LookHere Uses Simple Gestures to Let Anyone Build High-Quality Object Models for Machine Learning
Designed to let non-experts guide a machine learning system to create quality object models, LookHere does exactly what it promises.
A pair of researchers from the Interactive Intelligent Systems Lab of the University of Tokyo have come up with a way to allow anyone to train a machine learning system to recognize objects — by simply waving them at a camera.
"In a typical object training scenario, people can hold an object up to a camera and move it around so a computer can analyze it from all angles to build up a model," explains first author Zhongyi Zhou. "However, machines lack our evolved ability to isolate objects from their environments, so the models they make can inadvertently include unnecessary information from the backgrounds of the training images.
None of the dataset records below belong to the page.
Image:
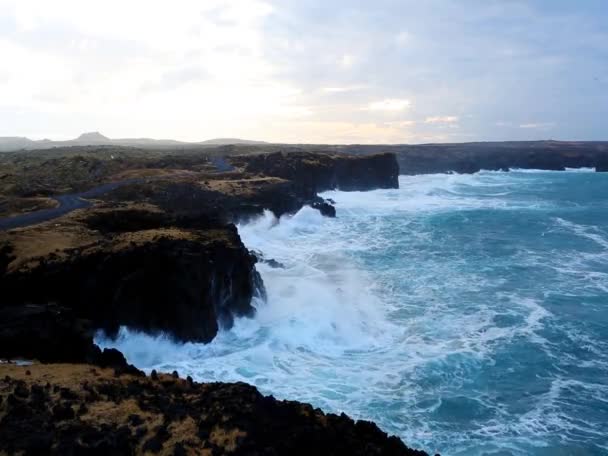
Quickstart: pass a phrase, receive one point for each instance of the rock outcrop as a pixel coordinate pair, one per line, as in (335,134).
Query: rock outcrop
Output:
(473,157)
(133,266)
(80,409)
(314,172)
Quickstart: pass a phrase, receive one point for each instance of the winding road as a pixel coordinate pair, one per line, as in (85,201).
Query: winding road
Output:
(67,203)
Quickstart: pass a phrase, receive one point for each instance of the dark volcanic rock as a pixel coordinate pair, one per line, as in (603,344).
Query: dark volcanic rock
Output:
(314,172)
(185,282)
(133,414)
(46,333)
(472,157)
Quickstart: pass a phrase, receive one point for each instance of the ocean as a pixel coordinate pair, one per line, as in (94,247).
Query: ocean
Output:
(467,314)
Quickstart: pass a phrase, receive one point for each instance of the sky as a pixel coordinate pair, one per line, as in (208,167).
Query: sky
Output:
(305,71)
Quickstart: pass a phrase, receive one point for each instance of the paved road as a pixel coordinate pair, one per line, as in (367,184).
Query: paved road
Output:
(67,203)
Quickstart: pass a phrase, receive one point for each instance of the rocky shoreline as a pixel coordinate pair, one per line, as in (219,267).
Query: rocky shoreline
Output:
(159,254)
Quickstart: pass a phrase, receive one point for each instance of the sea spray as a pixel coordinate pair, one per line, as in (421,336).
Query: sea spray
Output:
(465,313)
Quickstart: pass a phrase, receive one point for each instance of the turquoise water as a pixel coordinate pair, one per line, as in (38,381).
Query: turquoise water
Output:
(467,314)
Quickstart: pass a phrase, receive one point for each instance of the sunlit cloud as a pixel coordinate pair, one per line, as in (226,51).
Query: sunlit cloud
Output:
(343,89)
(272,70)
(538,125)
(441,119)
(394,104)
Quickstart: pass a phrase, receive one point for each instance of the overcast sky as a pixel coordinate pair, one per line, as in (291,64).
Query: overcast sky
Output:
(320,71)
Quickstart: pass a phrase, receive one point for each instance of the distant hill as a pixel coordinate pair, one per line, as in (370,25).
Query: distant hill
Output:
(15,143)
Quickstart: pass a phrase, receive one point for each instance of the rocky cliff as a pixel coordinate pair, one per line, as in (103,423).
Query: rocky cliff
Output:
(319,172)
(472,157)
(133,266)
(66,409)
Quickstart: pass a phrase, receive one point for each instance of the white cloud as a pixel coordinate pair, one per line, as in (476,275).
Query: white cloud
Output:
(343,89)
(347,60)
(403,38)
(441,119)
(392,104)
(402,123)
(538,126)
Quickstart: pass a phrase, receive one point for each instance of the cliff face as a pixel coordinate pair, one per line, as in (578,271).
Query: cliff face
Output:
(162,254)
(79,409)
(472,157)
(186,282)
(313,173)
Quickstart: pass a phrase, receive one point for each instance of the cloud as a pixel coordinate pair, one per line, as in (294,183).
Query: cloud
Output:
(538,125)
(441,119)
(343,89)
(393,104)
(402,123)
(277,69)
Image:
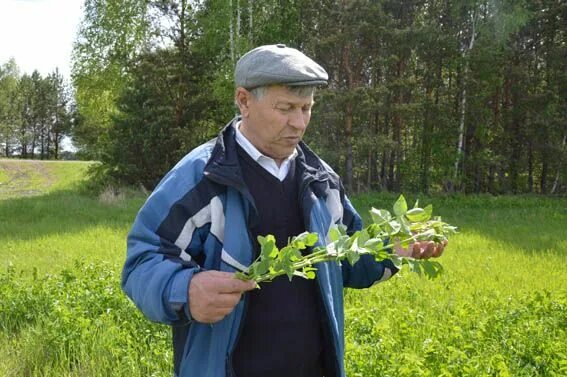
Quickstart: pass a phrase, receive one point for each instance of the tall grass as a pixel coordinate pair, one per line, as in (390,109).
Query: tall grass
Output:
(500,308)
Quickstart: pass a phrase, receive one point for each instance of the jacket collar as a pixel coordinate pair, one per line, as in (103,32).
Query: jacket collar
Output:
(223,166)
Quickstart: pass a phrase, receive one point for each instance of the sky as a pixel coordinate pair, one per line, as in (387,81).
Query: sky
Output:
(39,34)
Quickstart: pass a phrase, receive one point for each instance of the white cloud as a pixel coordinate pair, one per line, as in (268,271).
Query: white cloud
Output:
(39,34)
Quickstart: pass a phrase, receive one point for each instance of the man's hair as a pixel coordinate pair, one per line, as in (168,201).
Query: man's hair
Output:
(300,91)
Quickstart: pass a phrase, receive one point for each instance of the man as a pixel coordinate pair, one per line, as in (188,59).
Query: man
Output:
(200,224)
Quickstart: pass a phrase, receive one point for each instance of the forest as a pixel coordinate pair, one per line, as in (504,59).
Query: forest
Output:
(424,96)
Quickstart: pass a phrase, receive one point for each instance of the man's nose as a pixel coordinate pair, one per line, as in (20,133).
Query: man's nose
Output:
(297,119)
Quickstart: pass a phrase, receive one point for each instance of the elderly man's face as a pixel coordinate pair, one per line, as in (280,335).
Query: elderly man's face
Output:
(276,122)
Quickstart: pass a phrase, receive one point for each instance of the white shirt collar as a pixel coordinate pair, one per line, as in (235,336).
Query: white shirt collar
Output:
(266,162)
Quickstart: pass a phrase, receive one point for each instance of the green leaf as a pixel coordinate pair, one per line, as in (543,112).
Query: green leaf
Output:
(416,214)
(374,244)
(262,267)
(352,257)
(269,249)
(334,234)
(400,206)
(380,215)
(311,239)
(430,269)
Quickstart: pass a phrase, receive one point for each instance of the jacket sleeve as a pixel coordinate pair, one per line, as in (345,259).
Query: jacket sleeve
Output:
(366,271)
(157,273)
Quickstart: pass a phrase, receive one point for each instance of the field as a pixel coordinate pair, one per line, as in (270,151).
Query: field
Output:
(500,308)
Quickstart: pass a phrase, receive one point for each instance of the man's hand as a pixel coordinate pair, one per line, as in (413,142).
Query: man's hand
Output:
(422,250)
(214,294)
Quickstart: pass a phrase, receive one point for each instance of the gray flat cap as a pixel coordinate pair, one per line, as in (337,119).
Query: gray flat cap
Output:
(277,64)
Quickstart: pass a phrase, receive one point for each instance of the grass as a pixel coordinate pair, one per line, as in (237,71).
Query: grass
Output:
(500,308)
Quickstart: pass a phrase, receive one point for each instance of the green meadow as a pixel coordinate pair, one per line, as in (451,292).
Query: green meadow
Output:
(499,309)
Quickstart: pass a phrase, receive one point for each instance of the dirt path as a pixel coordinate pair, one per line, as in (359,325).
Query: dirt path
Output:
(24,178)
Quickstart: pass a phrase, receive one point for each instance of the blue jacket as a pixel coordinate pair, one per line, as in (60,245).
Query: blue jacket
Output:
(198,218)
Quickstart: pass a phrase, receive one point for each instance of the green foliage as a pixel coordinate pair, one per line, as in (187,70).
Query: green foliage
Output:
(377,239)
(77,320)
(498,309)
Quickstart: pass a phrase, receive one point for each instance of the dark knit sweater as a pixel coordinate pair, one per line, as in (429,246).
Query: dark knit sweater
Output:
(281,334)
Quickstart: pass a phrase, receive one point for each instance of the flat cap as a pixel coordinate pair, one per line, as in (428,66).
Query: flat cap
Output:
(277,64)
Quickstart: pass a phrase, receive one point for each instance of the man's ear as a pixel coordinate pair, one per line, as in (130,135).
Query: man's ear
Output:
(242,98)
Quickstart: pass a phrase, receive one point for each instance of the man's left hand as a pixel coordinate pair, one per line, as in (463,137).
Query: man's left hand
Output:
(422,250)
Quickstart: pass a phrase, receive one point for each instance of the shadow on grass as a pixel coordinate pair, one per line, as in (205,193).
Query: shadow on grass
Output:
(59,212)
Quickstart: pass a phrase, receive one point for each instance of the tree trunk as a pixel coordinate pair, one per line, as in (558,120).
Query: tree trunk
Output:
(559,168)
(348,141)
(463,111)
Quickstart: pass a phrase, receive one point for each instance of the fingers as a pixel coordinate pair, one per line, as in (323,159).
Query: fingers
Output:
(428,249)
(214,294)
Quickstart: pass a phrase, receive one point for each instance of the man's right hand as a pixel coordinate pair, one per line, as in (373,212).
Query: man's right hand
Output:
(214,294)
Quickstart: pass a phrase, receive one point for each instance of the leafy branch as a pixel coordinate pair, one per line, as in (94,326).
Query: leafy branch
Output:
(402,227)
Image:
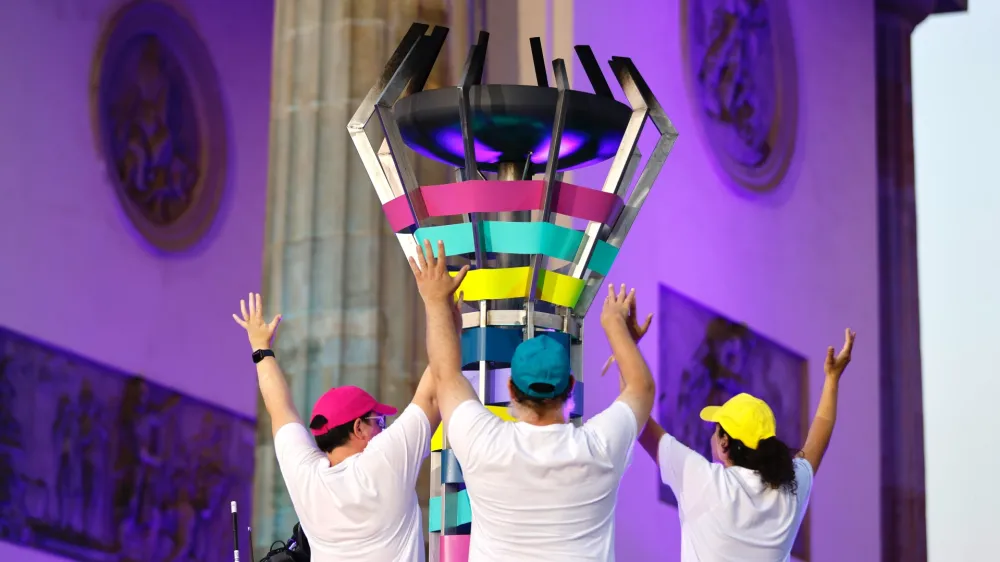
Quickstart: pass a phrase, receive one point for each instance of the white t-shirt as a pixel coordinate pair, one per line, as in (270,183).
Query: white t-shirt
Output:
(542,492)
(365,508)
(729,514)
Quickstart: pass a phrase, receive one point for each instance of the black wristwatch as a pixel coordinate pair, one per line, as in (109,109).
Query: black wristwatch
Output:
(260,354)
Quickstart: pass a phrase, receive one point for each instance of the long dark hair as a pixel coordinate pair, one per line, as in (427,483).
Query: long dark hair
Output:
(772,460)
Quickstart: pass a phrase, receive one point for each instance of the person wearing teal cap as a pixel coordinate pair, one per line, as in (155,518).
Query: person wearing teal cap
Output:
(539,488)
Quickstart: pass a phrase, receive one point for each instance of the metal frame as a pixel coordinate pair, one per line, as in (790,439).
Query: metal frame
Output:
(644,104)
(389,169)
(542,320)
(551,177)
(406,72)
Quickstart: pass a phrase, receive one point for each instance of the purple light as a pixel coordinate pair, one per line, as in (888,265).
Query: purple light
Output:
(571,142)
(452,142)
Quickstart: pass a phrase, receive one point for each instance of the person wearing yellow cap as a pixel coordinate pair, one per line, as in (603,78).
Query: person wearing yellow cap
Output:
(749,504)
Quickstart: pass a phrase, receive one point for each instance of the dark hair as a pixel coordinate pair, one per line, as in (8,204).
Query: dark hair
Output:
(336,437)
(772,460)
(539,405)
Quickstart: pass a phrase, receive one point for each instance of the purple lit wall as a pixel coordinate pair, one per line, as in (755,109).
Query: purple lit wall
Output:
(72,272)
(798,265)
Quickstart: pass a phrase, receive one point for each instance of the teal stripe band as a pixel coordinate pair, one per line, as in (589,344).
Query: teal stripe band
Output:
(502,237)
(458,511)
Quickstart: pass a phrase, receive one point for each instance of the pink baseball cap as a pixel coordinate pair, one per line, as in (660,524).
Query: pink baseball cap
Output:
(346,403)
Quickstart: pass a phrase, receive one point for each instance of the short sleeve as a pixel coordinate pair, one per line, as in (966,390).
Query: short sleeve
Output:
(469,430)
(685,471)
(803,481)
(298,459)
(404,445)
(615,429)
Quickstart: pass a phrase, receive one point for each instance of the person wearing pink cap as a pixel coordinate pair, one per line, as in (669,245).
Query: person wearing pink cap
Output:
(350,477)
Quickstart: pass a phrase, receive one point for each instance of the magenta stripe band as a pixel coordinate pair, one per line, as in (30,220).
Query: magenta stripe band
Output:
(454,548)
(492,196)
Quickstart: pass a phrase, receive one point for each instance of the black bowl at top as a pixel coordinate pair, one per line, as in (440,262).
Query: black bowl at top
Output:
(510,122)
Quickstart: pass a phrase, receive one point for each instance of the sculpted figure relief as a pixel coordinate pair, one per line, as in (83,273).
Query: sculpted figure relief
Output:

"This often means users must spend time refining the generated models, which can be a rather technical and time-consuming task. We thought there must be a better way of doing this that’s better for both users and computers, and with our new system, LookHere, I believe we have found it."
The LookHere system aims to resolve two key problems with what the pair call "machine teaching," or the training of a machine learning model for a given task: the inefficiencies of teaching, which is often time-consuming and can require specialist knowledge; and the inefficiencies of learning, where "noisy" data — such as object models that include extraneous environmental data by mistake — can reduce the performance of the resulting system.
To prove the concept, the pair used LookHere to generate a series of models known as HuTics. Like previous approaches, the models are based on images captured by a camera as the user waves them around — but where the LookHere goes a step further is to incorporate the user's hand gestures into the processing stage, allowing for objects to be emphasized over background imagery in the same way a person might show another person what's important. In other words: point to an object, and the machine will understand where the focus of its attention should be.
"The idea is quite straightforward, but the implementation was very challenging," says Zhou. "Everyone is different and there is no standard set of hand gestures. So, we first collected 2,040 example videos of 170 people presenting objects to the camera into HuTics. These assets were annotated to mark what was part of the object and what parts of the image were just the person’s hands.
"LookHere was trained with HuTics, and when compared to other object recognition approaches, can better determine what parts of an incoming image should be used to build its models. To make sure it’s as accessible as possible, users can use their smartphones to work with LookHere and the actual processing is done on remote servers."
The result, the researchers claim, is a system, which can build models up to 14 times faster than rival approaches — and that could, in theory at least, be expanded beyond visual data to boost the quality of other forms of data such as sound and, in turn, boost the performance of the resulting machine learning model which results.
The team's work has been published under open-access terms in the Proceedings of the 35th Annual ACM Symposium on User Interface Software and Technology (UIST '22). The system's source code has been published to GitHub under the permissive Creative Commons Zero 1.0 Universal public-domain license.